• Parkinson's disease
• mitochondrial dysfunction

The main focus of the project is the characterization of mitochondrial dysfunction in neural cell models of Parkinson’s disease (PD).
The first purpose is to investigate how Rotenone and H2O2 reproduce a PD-related cell damage. Using viability assays, MTT and Neutral Red, is then observed how these substances modulate the cells death.
Secondary how mitochondrial impairment influences mitochondrial associated proteins, DJ-1 and Nrf2, linked to the pathophysiology of PD. Loss of DJ-1 is recruited by mitochondria under conditions of oxidative stress and can influence the translocation of Nrf2 to the nucleus to activate the antioxidant response element. Defects in DJ-1 have been identified in some familial forms of Parkinson’s disease and impairment of the antioxidant response are strongly linked to idiopathic cases. The effect of specific PD-related neurotoxins mitochondrial associated proteins has also been studied using methods such as tissue culture, SDS-PAGE gel electrophoresis and Western blotting.

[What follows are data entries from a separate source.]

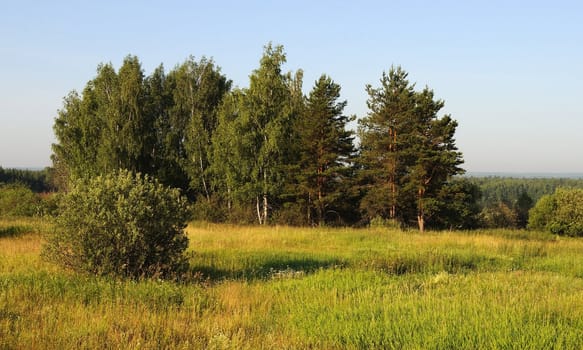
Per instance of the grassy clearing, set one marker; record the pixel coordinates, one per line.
(287, 288)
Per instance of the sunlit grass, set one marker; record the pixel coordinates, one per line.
(288, 288)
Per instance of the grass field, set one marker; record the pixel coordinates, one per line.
(293, 288)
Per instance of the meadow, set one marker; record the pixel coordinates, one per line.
(305, 288)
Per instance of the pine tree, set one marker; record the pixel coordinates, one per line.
(326, 147)
(408, 152)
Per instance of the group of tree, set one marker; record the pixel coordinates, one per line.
(36, 180)
(269, 153)
(505, 202)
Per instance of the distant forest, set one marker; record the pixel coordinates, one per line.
(270, 154)
(502, 202)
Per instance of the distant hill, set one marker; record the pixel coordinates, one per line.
(549, 175)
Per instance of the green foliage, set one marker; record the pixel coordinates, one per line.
(121, 224)
(325, 150)
(499, 216)
(159, 125)
(408, 153)
(19, 200)
(457, 206)
(560, 213)
(37, 180)
(275, 288)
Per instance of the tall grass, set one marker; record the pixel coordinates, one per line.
(288, 288)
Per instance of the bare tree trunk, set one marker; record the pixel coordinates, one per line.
(265, 209)
(420, 210)
(309, 208)
(258, 211)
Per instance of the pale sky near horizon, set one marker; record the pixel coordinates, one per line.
(510, 72)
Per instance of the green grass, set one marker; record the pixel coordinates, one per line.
(291, 288)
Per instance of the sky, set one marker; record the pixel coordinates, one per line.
(510, 72)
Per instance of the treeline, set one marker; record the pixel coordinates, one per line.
(268, 153)
(36, 180)
(506, 202)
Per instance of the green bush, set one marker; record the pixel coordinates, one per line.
(123, 225)
(18, 200)
(560, 213)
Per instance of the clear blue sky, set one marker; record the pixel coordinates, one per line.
(510, 72)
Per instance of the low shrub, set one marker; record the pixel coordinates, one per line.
(121, 224)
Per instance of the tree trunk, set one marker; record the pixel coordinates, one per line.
(258, 211)
(420, 209)
(421, 222)
(265, 209)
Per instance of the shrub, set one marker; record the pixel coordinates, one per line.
(18, 200)
(121, 224)
(560, 213)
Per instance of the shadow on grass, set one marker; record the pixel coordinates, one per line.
(261, 267)
(13, 231)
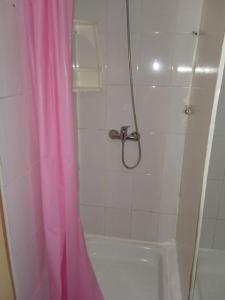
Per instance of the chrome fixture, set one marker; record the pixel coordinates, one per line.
(188, 110)
(123, 134)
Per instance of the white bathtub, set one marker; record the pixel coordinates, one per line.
(130, 270)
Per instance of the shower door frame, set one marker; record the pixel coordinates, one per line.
(206, 166)
(8, 293)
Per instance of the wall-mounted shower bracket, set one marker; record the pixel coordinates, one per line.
(123, 134)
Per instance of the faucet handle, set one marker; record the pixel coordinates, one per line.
(123, 132)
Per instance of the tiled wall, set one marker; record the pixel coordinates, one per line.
(213, 228)
(19, 157)
(138, 204)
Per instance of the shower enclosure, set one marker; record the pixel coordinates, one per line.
(155, 232)
(174, 53)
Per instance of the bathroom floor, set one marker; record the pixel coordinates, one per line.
(129, 270)
(210, 279)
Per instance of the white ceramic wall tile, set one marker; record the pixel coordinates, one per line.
(217, 161)
(208, 232)
(146, 192)
(177, 119)
(92, 110)
(149, 101)
(154, 184)
(144, 226)
(153, 58)
(92, 149)
(92, 187)
(119, 109)
(174, 147)
(118, 192)
(158, 16)
(116, 15)
(92, 219)
(188, 15)
(117, 67)
(93, 11)
(184, 46)
(213, 194)
(170, 193)
(219, 241)
(117, 222)
(220, 117)
(167, 227)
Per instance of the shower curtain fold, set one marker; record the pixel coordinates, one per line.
(48, 31)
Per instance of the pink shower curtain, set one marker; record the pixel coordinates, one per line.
(48, 26)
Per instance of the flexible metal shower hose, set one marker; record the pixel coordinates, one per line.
(132, 96)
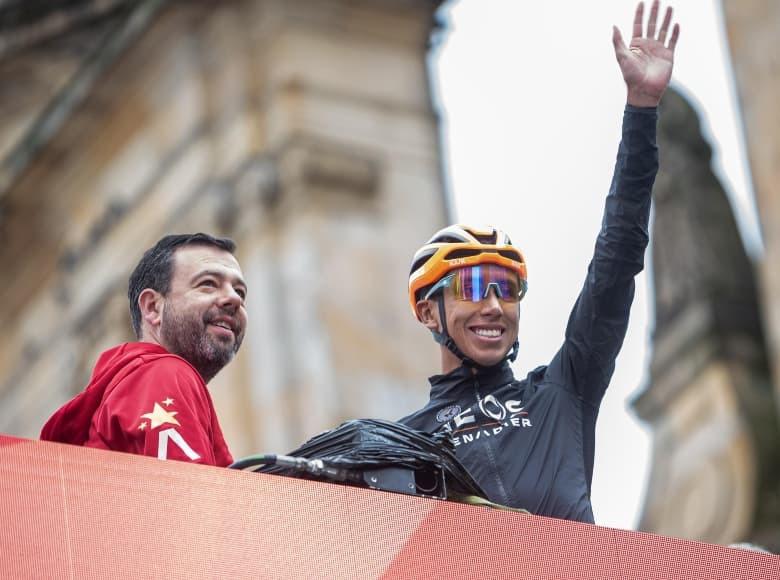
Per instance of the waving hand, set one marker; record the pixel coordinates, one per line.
(647, 62)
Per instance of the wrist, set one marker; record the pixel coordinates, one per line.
(642, 100)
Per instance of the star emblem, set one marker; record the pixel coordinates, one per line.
(160, 416)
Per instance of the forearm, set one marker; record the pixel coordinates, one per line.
(624, 232)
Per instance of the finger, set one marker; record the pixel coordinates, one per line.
(617, 41)
(638, 17)
(652, 19)
(665, 25)
(675, 36)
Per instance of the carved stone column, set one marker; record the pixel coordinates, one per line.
(709, 399)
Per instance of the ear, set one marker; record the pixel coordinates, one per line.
(428, 313)
(151, 304)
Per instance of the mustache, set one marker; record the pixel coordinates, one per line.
(232, 321)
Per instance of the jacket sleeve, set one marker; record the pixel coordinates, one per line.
(598, 322)
(159, 411)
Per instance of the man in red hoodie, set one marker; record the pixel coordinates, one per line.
(187, 305)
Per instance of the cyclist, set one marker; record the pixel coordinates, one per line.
(530, 443)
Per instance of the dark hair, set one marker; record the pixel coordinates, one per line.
(156, 268)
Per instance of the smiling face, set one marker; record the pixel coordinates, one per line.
(484, 331)
(203, 316)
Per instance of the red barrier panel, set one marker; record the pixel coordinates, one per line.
(71, 512)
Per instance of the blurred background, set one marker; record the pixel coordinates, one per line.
(330, 138)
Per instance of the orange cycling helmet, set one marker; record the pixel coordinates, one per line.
(458, 246)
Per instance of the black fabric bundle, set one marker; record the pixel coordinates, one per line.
(366, 444)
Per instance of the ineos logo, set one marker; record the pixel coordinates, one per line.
(447, 413)
(491, 408)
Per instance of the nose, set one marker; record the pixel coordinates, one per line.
(490, 303)
(229, 299)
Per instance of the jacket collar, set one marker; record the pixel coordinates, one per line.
(463, 379)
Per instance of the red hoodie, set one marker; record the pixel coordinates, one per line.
(143, 400)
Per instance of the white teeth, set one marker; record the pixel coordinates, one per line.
(488, 332)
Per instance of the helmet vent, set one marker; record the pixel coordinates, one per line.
(511, 254)
(462, 253)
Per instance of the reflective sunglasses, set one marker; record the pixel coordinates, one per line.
(474, 282)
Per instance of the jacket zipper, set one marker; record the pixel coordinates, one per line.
(491, 455)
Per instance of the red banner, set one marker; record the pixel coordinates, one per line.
(71, 512)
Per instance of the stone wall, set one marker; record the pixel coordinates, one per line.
(305, 130)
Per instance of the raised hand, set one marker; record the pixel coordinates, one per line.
(647, 62)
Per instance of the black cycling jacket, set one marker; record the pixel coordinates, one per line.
(530, 443)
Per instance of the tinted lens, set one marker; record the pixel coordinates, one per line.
(473, 283)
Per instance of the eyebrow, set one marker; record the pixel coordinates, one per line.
(237, 280)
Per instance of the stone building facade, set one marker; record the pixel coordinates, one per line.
(713, 397)
(305, 130)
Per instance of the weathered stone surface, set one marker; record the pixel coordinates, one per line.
(709, 398)
(307, 133)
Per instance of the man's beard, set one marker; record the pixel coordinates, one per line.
(187, 336)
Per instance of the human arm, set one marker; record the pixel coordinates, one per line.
(161, 410)
(599, 319)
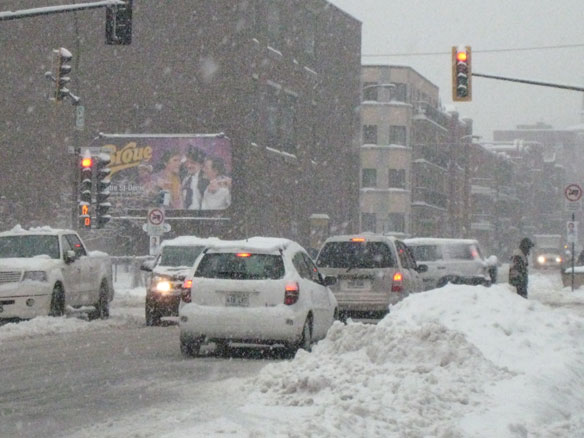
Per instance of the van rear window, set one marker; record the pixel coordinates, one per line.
(363, 255)
(232, 266)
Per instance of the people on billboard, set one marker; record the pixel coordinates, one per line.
(168, 178)
(217, 195)
(194, 183)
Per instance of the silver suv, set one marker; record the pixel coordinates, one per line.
(372, 271)
(457, 261)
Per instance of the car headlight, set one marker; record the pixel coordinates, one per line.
(35, 276)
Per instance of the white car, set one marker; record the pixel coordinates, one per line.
(457, 261)
(261, 291)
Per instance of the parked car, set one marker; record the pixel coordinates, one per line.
(457, 261)
(45, 270)
(261, 291)
(169, 269)
(373, 272)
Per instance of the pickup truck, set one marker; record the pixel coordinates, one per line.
(168, 271)
(44, 270)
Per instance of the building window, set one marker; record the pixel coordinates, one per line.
(396, 222)
(397, 178)
(274, 24)
(368, 222)
(400, 92)
(398, 135)
(370, 91)
(369, 178)
(369, 134)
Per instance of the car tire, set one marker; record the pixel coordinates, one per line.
(152, 317)
(102, 306)
(190, 347)
(57, 301)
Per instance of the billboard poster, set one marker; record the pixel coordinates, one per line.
(180, 172)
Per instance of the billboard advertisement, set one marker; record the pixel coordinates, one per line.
(178, 171)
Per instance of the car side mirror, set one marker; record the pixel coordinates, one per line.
(329, 280)
(70, 256)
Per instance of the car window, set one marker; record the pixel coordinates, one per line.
(76, 245)
(314, 274)
(461, 251)
(301, 266)
(241, 266)
(180, 255)
(364, 255)
(404, 256)
(426, 253)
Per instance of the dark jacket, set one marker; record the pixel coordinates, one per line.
(518, 269)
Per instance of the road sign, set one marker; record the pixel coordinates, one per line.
(573, 192)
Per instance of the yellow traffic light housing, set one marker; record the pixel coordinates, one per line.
(461, 74)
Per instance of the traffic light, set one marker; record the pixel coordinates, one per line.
(62, 78)
(85, 191)
(102, 183)
(118, 24)
(461, 74)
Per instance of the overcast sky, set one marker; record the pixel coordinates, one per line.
(428, 26)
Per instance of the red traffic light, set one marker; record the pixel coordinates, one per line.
(461, 56)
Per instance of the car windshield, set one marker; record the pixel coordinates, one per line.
(463, 251)
(29, 246)
(180, 255)
(426, 253)
(241, 266)
(364, 255)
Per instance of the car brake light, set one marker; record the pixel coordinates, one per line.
(396, 286)
(292, 292)
(185, 294)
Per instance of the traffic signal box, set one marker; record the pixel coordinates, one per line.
(102, 192)
(85, 183)
(63, 69)
(461, 74)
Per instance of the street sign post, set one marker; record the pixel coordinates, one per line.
(573, 194)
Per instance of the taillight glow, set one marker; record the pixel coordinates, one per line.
(291, 294)
(185, 294)
(396, 286)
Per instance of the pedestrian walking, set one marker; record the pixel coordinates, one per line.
(518, 268)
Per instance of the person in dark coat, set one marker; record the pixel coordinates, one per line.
(518, 269)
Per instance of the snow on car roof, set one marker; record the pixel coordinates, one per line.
(436, 241)
(253, 244)
(189, 241)
(34, 230)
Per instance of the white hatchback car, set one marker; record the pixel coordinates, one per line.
(261, 291)
(457, 261)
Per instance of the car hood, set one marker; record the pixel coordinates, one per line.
(39, 263)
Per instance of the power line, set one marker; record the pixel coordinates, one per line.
(519, 49)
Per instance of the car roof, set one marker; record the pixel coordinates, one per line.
(437, 241)
(189, 241)
(257, 244)
(372, 237)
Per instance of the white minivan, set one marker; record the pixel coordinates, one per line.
(373, 272)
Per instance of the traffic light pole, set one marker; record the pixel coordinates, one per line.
(525, 81)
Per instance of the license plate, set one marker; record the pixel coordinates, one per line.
(357, 283)
(237, 300)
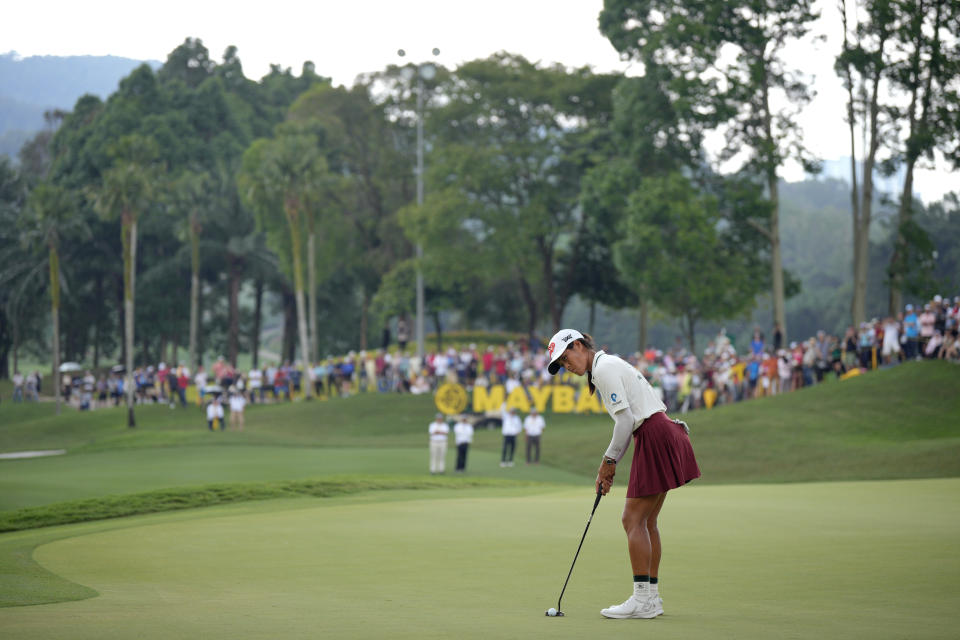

At last the project is extended to investigate the molecular events that occur during mitochondrial dysfunction and whether this phenomenon can be modulated to maintain neuronal cell survival. In particular has been analysed how the growth factors produced by Glioma cells culture modules the neuronal viability, in normal grow conditions as in neurotoxic conditions. The role that these factors may play in maintaining glial cell function is also of interest since these cells provide significant support to the dopaminergic neurones that are targeted in Parkinson’s disease.